Тимур выкинул к королю семерку и десятку и загреб ладонью серебро, лежавшее на траве.
Саня вскрыл свои карты. Он играл втемную. У него был недобор - пятнадцать очков. Взвился, вопил, что, если бы мы не приставали к нему с проклятым сахаром, он бы снял банк.
Вася повел меня в поселок. Там сердобольная старушка промыла мою рану и привязала к ней листок подорожника. Старушка шепнула нам, что ночью закроют шлюзы, чтобы поднять уровень воды в пруду. Она же, опять-таки по секрету, известила нас, что в поселке находится директор металлургического комбината Зернов. Отдыхать, как сказывают, ему некогда, лишь изредка вырывается то сюда, на плотину, где любит охотиться на сазанов, то в башкирские горы, на родниковые речки, где водится форель.
Сегодня закроют плотину, чтобы поднять зеркало пруда до нужной отметки. Вот Зернов и приехал незадолго до закрытия. Больно много дел у него в последнее время, поразвеется хоть чуть-чуть. Сейчас он ужинает у начальника плотины. Как вода перестанет галдеть - значит, затворили шлюз. Мы поверили этому, когда из зоны, забранной в колючую проволоку, никелем сигнальных рожков блеснул автомобиль Зернова.
Мы возвратились к костру. В ведре закипала уха. Саня невинно щерился, встречая нас.

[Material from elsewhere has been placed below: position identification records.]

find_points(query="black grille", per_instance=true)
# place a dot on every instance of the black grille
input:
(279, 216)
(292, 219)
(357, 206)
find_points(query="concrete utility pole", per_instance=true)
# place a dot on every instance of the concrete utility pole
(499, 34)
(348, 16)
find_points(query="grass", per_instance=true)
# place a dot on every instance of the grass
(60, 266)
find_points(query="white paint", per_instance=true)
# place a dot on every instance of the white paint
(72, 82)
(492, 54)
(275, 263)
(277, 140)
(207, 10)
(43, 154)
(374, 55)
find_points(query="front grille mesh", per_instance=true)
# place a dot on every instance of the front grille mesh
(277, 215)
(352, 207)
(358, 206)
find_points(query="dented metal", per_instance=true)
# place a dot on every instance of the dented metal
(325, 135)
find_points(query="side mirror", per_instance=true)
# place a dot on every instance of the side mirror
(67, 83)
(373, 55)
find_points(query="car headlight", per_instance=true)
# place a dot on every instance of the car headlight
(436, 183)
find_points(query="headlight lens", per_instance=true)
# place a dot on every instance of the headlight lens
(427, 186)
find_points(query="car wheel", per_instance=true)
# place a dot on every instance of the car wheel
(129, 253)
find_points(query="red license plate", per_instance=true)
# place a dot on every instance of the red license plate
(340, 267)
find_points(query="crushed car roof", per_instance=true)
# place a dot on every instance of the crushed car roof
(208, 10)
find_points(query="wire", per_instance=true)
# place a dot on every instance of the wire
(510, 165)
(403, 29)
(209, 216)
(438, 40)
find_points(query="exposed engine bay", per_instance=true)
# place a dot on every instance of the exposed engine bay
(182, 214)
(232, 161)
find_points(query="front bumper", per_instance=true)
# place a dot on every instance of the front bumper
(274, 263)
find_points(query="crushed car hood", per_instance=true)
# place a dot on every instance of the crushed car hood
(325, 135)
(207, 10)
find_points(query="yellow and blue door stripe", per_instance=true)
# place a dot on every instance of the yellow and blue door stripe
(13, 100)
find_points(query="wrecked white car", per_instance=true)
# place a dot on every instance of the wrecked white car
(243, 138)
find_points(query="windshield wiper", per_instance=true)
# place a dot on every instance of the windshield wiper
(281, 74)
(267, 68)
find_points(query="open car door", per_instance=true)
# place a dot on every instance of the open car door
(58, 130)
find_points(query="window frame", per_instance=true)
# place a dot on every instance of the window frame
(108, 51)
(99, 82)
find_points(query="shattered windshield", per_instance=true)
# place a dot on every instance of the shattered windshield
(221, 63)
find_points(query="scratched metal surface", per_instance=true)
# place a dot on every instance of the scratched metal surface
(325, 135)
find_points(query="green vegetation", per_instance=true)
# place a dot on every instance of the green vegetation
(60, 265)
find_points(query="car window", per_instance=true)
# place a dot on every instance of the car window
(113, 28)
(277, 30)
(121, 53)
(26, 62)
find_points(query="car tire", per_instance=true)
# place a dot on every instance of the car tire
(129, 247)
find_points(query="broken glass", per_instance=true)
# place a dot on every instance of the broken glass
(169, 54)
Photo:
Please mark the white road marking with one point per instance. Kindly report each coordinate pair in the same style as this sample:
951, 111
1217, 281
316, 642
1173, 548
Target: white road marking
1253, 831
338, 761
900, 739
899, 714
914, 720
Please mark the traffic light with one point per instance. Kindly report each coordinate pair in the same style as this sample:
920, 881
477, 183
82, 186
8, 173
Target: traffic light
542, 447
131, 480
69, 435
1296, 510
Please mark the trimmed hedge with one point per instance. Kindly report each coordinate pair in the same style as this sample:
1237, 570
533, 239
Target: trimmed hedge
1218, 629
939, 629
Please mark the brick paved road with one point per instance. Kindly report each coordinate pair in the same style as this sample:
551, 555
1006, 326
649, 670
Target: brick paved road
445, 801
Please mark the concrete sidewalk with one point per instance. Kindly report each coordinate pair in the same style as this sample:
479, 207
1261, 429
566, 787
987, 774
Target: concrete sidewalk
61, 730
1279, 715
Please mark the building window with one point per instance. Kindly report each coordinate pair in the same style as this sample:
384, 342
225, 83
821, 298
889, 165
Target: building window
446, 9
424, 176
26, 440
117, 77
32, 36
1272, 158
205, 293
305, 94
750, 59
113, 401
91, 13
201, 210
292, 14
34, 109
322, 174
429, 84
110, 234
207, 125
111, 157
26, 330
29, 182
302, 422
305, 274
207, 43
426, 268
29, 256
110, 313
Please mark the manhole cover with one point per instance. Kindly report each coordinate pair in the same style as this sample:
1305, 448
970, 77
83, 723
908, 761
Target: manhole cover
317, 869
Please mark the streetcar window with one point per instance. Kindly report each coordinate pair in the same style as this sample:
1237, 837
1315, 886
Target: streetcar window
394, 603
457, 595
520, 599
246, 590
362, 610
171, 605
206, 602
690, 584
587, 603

Боря Перевалов дул в пятку Гриньки: под веселый хохот брюхо Гриньки вздувалось, как футбольная камера. Братья Переваловы любили потеху. Это был их аттракцион.
Съели уху. Легли впокат. Из мглы пикировало комарье. Уснули под рокот водобоя. Разбудил всех Лелеся Машкевич:
- Хлопцы, кто-то в тальнике лазит.
- Лось. - сказал Тимур. - Тебя ищет, на рога поддеть.
Оказалось, в тальнике лазил мужик и чего-то шарил внизу.
- Дураки! - догадался Вася. - Не шумит. Плотина не шумит.
Он побежал к плотине, я поковылял за ним.
Над желобом вперекрест висели лучи прожекторов. В алюминиево-сером сиянии прыгал по железобетонному скосу гигант в броднях и кожанке. Он метил палкой по рыбине, но мазал - взрывались брызги. Прекратив преследовать эту рыбину, он кинулся за другой, с шелестом несшейся в тонком гладком потоке. Палка гиганта влепилась как раз в то место, где торчал гребневой плавник, рассекавший воду. В следующее мгновение, сделав придавливающее движение ногой, он выхватил из-под нее сазана, победно потрясал им в свете прожекторов; чешуя сазана переливалась, как кольчуга.
На краю обрыва стояли зрители; охранники плотины вперемешку со штатскими. Оттуда спустили корзину, и Зернов бросил в нее свою добычу.
- Рискну, - сказал Вася.
- Турнет.
- Подумаешь!
- Подумаешь, да не скажешь.
- Скажу. Была не была!
Вася нырнул под проволоку. Помогая себе колом, прошел вдоль яра и спрыгнул на водоскат. Сверху кто-то приказал, чтоб он покинул запретную территорию.
- Для кого запретная, а для кого и нет.
На обрыве замешкались с ответом, и Зернов засмеялся и разрешил Васе остаться.
Они находились словно на дне ущелья. Оба погнались за рыбинами, и оба неудачно. Кто-то на обрыве увидел сома, который скатывался со стороны затвора, и крикнул Васе, а Вася не поверил, но, когда сом юлил мимо, все-таки ткнул в него острием кола, да, должно быть, слабо, получил по ногам и растянулся. Еще стоя на коленях, вдруг ударил по чему-то и упал плашмя. Весь мокрый, притиснул к забору сазана, из которого текла молока.